Home Articles Fifth Seminar on GIS and Developing Countries GISDECO 2000

Fifth Seminar on GIS and Developing Countries GISDECO 2000

November 2-3, 2000
Co-organised by The GISDECO International Committee and International Rice Research Institute (IRRI) Los Banos, Philippines

GISDECO is an international network of GIS experts, planners and project managers engaged in GIS applications in developing countries. GISDECO focuses on the exchange of practical experiences with GIS-applications by organising seminars and workshops in various countries. The purpose of GISDECO is to provide a forum for the exchange of ideas and progress in problem solving for GIS researchers and practitioners, either from and working in developing countries or from developed countries and working on the problems of GIS technology transfer and spatial analysis applications in developing countries. The general objective of these two broad groups is common, namely to assist the development process and improve the quality of life of those populations who suffer from lagging economic and social development, while safe-guarding the fragility of the bio-physical realm in truly and newly underdeveloped countries.

The Fifth GISDECO Seminar focuses on GIS tools for rural development. It is appropriate that this Seminar was held in Asia for the first time, for GIS technology has made significant inroads into Asia, particularly over the past decade. The main purpose of the seminar was to bring together experts and practitioners of GIS and related technologies to share practical experiences and the state-of-the-art advancements to gain better insight into how these technologies may be effectively used to support policy formulation, planning and management of the natural and human resources for progressive rural development. Participants from all over the world took part in the seminar. The main participation was from the Asian Countries including India.

Dr. Ren Wang, IRRI Deputy Director- General for Research, in his welcome remarks to 90 participants from 15 countries, remarked on the appropriateness of the Seminar theme, GIS Tools for Rural Development, in emphasizing the importance of using modern IT tools for the benefit of the poor and the technologically disadvantaged. Prof. Pieter van Teeffelen, of Utretcht University and Chairman of GISDECO International, the world-wide network of GIS academics and practitioners that organises the biennial GISDECO Seminars, traced the rapid development of GIS through the 10 years since the network started.

Dr. Ronald J. Eastman of Clark University U.S.A., well known for his pioneering work in GIS software development, delivered an insightful keynote speech on managing uncertainty for effective use of data in GIS, given that sudden and major improvements in data quality are unlikely to be realized, especially in the developing world. Twenty-two oral presentations and 18 posters were presented, addressing a wide range of concerns of the rural sector from poverty issues to environmental degradation. The oral paper sessions were followed by a panel discussion moderated by Dr. Eastman. Panelists, chosen to represent different fields of disciplines and geographical areas they work in, touched upon common key issues raised in the Seminar, raised issues not addressed in the oral and poster presentations, and provided perspectives of GIS applications to rural development from the different regions of the world. There were also exhibitions and computer demonstrations on GIS applications. Despite the typhoon and the unexpected declaration of non-working holiday and closure of the Institute on 2 and 3 November, the Seminar proceeded smoothly.
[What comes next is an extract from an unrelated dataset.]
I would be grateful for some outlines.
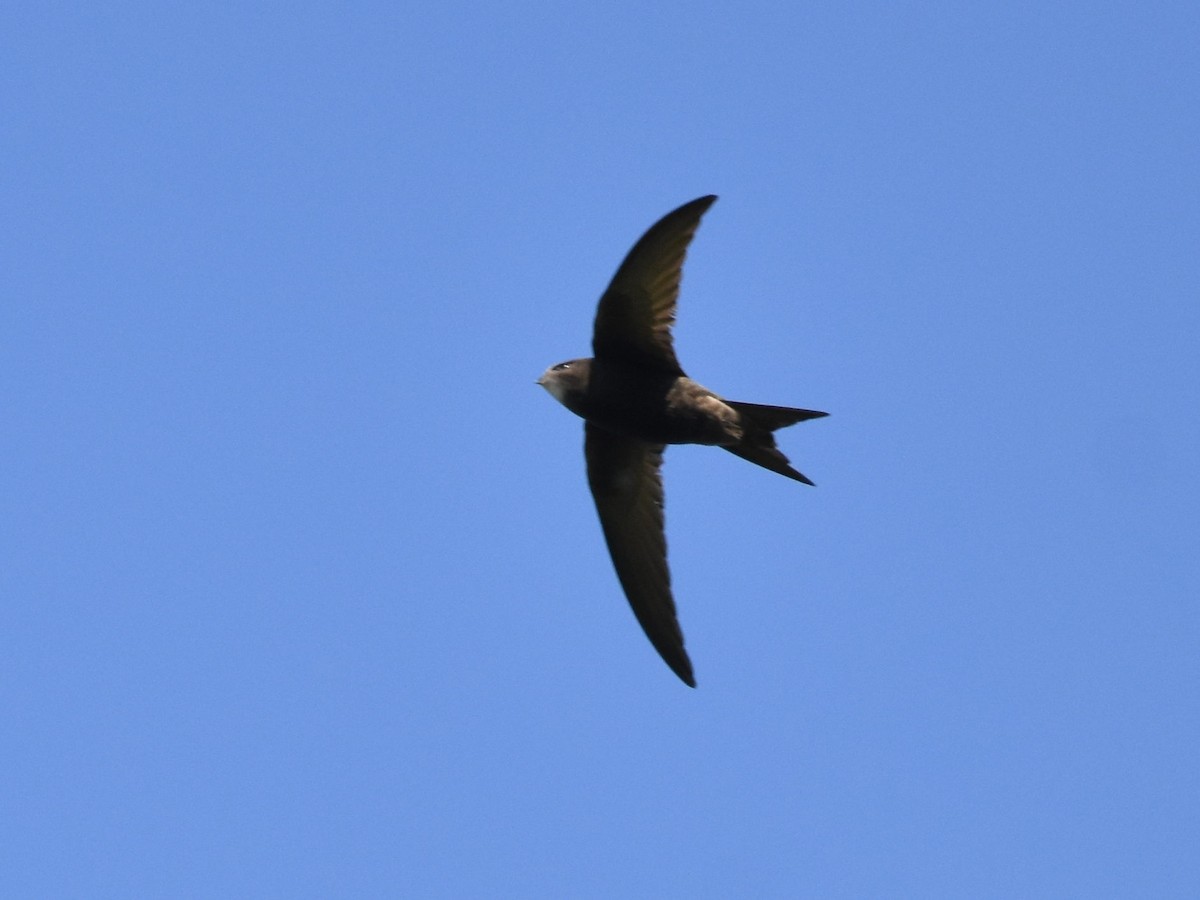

The GISDECO2000 proceedings on CD-ROM will be published jointly by IRRI and GISDECO International, which is expected to be ready in February 2001.

GIS Open Day (4th November 2000)
In conjunction with its 40th Anniversary, IRRI has organised a GIS Open Day on Saturday 4 November 2000. All Seminar participants attended the Open Day events. Poster presenters at the GISDECO2000 were encouraged to leave their posters to be exhibited at the Open Day. The purpose of organising this event is to make people aware of mapping technology and the important contributions it is making in the fields of science, technology, information, and the humanities. It was a day for GIS professionals to show individuals and organisations how to utilise geographic information in their own communities, businesses, and environments, and reap the amazing benefits of GIS technology.